McGann is one of a handful of artists whose fanbases are primarily on YouNow, which has long had a culture of fans tipping creators. A recent Daily Dot article explains: “In addition to being able to purchase stickers and private messages with in-app currency and status, fans can use money to purchase ‘bars’ in packs, and tip their favorite [sic] performers throughout a broadcast, earning shout-outs in turn. YouNow stars who’ve made a name for themselves can join its partner program[me], which entitles them to a cut of the proceeds from the sale of this digital currency that gets spent on their broadcasts.”
“Most livestreaming platforms have a criteria you have to hit before your channel is eligible to be monetised,” explained McGann, who is a YouNow partner, “but the community you build should be your first concern over the monetisation aspect. Interaction and community [are] the most important part of your livestreams. Monetising that content will be difficult if you’re not consistent.”
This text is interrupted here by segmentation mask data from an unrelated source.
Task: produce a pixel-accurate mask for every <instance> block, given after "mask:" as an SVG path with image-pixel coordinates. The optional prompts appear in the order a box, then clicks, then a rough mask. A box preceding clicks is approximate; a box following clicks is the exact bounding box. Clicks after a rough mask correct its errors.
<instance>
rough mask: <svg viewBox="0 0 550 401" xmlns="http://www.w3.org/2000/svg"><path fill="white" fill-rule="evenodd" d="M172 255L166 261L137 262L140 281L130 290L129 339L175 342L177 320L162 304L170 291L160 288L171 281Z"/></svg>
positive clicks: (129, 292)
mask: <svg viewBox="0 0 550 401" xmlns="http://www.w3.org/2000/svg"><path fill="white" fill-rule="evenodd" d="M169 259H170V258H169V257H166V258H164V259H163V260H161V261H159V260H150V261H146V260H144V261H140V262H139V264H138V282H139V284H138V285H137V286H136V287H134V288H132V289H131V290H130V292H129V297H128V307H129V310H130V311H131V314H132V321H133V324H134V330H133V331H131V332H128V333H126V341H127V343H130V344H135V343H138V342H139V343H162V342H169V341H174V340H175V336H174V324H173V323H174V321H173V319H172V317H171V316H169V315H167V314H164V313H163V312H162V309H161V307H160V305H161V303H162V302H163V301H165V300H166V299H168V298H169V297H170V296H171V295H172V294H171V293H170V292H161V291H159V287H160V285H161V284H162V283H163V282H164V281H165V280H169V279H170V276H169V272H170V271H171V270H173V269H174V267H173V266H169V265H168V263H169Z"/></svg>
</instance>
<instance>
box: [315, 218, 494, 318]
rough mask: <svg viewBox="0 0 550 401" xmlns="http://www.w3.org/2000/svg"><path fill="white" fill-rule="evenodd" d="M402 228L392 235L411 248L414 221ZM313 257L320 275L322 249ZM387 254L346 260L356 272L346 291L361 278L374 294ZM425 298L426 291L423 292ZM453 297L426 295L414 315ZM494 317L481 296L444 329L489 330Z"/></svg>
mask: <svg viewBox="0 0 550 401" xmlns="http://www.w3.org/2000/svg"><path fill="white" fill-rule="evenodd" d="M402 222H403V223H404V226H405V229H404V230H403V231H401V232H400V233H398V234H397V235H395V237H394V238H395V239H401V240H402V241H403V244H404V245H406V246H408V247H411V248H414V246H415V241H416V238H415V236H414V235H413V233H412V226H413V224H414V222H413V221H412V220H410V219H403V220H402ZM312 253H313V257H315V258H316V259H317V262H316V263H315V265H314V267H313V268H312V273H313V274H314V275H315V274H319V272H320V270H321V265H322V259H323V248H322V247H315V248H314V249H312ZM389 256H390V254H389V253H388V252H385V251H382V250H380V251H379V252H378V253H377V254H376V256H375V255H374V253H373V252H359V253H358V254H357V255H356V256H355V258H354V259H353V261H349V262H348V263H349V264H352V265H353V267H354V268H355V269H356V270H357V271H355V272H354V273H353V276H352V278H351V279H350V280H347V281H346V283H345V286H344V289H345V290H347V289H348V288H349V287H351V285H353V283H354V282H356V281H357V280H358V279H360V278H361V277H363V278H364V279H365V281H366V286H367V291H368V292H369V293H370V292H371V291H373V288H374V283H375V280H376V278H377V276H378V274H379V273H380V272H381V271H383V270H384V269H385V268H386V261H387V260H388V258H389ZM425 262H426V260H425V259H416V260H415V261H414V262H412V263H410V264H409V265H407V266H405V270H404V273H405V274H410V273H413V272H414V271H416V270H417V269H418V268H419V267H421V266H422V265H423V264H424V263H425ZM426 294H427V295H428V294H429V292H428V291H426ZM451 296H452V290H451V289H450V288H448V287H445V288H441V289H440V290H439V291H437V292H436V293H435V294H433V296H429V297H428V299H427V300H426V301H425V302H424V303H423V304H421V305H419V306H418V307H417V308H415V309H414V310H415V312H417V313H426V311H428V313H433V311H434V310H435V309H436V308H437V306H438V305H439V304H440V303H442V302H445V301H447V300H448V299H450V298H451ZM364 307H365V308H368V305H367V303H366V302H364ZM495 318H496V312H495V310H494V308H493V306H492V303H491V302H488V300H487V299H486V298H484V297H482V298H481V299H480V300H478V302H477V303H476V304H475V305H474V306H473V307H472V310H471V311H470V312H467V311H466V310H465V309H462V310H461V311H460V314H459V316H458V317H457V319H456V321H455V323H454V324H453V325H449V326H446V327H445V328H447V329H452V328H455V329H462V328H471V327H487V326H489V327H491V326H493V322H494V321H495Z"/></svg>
On tipping specifically, she added: “Calls to action during your streams can help to push traffic to your music, your merch store or wherever your viewers can support you…”
One company, though, that isn’t joining the tipping revolution is Google, which has reportedly nixed plans in the US that would have seen it facilitate donations to popular websites, including those of artists and musicians. The tipping tool, linked to Google Pay, would allow a one-time donation of between 25¢ and $5 via a floating button at the bottom of the screen. (On Google-owned YouTube, fans already can tip creators using the ‘super chat’ feature.)
Google trialled the functionality with artist Miranda Sings, as well as the New York Times, Tech Crunch and the Points Guy, a travel advice site.